How can I source a new part? The hands and glass I’m sure I can manage. 

Link to comment
Share on other sites

Bbefixer.

I had the same type of problem when I first joined the forum. A pocket watch movement with no markings. Photographs of the the movement, and the members came to the rescue. Within days I had a number of suggestions. Found the details and information of the movement on ranfft. Never managed to get a donor, but at least I know what I need.  The members are really knowledgeable.

Link to comment
Share on other sites

To identify movements the standard practice is the actual diameter of the movement, and a front on image of both the movement side and the dial side- minus the dial. The setting mechanism (under the dial) is considered the "fingerprint" of the movement and 9/10 leads to full identification.

  • Like 3
Link to comment
Share on other sites

Nickelsilver is right, movement diameter and keyless works ‘fingerprint’ are important for identifying movements.

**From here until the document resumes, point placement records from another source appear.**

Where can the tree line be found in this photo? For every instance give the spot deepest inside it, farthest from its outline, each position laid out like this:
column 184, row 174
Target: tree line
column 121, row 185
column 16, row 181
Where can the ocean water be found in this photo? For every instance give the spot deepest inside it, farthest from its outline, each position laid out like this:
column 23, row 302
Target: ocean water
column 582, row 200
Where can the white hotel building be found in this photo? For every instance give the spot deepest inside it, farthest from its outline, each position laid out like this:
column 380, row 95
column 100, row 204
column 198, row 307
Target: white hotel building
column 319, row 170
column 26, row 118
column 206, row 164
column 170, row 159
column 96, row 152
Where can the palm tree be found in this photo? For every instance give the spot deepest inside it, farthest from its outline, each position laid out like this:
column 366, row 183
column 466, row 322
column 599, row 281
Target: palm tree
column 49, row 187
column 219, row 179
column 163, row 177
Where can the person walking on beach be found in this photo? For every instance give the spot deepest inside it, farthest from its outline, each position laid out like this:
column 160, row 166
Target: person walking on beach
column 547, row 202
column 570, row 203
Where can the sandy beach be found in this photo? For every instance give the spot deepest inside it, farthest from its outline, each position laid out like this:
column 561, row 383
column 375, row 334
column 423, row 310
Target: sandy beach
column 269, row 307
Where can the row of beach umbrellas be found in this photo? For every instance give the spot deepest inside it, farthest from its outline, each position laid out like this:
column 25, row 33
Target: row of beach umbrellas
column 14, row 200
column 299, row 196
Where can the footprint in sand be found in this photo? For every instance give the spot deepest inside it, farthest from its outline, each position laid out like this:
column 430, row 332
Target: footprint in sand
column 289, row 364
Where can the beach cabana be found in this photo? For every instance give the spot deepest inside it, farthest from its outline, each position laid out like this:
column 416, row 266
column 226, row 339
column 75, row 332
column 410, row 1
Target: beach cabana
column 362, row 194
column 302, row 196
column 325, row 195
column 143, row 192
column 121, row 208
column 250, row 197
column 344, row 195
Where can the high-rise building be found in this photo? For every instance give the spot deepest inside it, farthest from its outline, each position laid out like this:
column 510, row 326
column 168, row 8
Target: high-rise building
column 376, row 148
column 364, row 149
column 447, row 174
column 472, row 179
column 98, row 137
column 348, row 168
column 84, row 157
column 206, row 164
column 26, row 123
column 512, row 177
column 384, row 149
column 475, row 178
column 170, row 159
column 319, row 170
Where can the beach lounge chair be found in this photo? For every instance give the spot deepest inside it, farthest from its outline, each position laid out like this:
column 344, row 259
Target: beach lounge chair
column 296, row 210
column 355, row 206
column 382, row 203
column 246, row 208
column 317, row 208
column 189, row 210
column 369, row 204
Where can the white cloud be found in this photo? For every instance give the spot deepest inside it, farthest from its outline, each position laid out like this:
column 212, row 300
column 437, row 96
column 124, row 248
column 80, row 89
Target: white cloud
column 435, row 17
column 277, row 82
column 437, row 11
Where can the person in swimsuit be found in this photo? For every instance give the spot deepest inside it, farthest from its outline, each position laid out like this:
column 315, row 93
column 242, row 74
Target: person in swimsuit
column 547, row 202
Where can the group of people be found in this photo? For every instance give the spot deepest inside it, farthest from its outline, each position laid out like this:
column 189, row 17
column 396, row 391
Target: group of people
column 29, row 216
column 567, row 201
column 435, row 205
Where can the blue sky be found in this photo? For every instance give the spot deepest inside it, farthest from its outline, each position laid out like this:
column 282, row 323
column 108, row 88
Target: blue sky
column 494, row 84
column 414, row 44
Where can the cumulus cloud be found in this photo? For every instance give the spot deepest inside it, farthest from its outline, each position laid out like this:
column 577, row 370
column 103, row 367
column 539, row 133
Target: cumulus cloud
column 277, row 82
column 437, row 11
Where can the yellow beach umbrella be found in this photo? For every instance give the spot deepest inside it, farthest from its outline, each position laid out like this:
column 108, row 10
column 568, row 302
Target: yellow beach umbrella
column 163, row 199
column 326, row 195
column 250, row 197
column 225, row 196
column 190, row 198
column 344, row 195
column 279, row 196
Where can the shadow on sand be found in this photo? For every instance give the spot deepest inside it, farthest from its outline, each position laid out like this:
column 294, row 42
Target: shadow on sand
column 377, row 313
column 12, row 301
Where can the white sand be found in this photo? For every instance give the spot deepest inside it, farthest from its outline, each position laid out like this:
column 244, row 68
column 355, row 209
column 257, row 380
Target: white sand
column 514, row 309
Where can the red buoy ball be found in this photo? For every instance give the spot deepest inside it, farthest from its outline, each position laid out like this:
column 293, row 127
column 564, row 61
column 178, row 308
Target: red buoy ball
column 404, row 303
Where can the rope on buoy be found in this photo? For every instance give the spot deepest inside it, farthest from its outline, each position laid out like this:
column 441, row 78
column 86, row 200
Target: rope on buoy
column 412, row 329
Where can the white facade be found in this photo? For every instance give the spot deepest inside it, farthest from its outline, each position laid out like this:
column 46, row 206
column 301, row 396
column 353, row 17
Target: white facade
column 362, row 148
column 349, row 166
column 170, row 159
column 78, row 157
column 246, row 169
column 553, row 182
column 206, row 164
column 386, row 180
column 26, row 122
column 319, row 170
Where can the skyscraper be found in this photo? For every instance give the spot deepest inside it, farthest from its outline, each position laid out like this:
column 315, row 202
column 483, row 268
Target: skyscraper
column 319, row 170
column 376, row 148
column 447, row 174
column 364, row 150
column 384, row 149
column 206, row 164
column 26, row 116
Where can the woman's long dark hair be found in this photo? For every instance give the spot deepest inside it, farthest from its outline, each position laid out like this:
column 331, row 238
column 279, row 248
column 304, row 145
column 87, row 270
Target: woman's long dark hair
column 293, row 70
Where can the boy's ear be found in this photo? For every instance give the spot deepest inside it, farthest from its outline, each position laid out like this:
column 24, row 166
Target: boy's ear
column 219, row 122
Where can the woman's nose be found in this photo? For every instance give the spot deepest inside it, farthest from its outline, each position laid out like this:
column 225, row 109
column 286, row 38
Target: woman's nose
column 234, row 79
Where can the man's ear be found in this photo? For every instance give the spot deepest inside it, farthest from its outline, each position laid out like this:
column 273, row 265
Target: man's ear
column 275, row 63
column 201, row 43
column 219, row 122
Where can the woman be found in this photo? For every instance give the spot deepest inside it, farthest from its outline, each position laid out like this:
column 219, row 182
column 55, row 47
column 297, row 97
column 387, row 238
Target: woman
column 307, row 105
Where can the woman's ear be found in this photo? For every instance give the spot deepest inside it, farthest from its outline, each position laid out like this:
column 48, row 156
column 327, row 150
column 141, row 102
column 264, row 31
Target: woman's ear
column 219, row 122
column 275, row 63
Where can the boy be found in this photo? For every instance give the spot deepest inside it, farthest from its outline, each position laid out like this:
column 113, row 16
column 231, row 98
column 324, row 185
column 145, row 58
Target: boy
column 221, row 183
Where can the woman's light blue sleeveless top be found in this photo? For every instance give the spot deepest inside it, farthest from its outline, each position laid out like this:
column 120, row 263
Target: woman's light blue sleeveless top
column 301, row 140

That said, this appears to be a 7 jewel version of the a Revue 30 movement. 

A quick search with google turns up parts movements, and individual parts should be quite easy to come by. 

Hope that helps,

Mark

  • Like 1
Link to comment
Share on other sites

Yes, it looks like GT Revue 30.

Doctor, You can not replace escape wheel by the dimensions You listed. One needs to know much more things like number of leaves of the pinion and it's diameter, the position in high of the table and the pinion, the hight between the pivots, the exact pivots diameter... And then, even if suitable wheel is found, one will need to know how to adjust the pallets position correctly.

Restoring antique movements is something different than replacing parts. In older movements parts are not interchangeable, this means spare parts do not exist. Here the case is different, but still escapement adjustment will be needed if a wheel from a donor is found. So may be it will be easier to restore the donor for You...Restoring antique movements usually means making of the parts needed and this requires knowlage and working on lathes skill. In this case repivoting of the wheel is the natural solution, but there is a long way that one must walk untill getting ready for such work.

  • Like 2
Link to comment
Share on other sites

1 hour ago, nevenbekriev said:

In older movements parts are not interchangeable

This is a very valid point and a subtlety that I was unaware of until fairly recently, learning all the time, the video below explains this point well:

 

  • Like 1
Link to comment
Share on other sites

5 hours ago, nevenbekriev said:

Restoring antique movements is something different than replacing parts. In older movements parts are not interchangeable, this means spare parts do not exist.

I agree with you completely for older watches, but the Revue 30 dates from 1910 onwards. 

They were still being made up until at least WW2, and there is reasonable parts interchangeability in my experience, assuming same jewel count.

Very early Revue 30 movements will be less tolerant of replacement parts being fitted without adjustment than the later ones. 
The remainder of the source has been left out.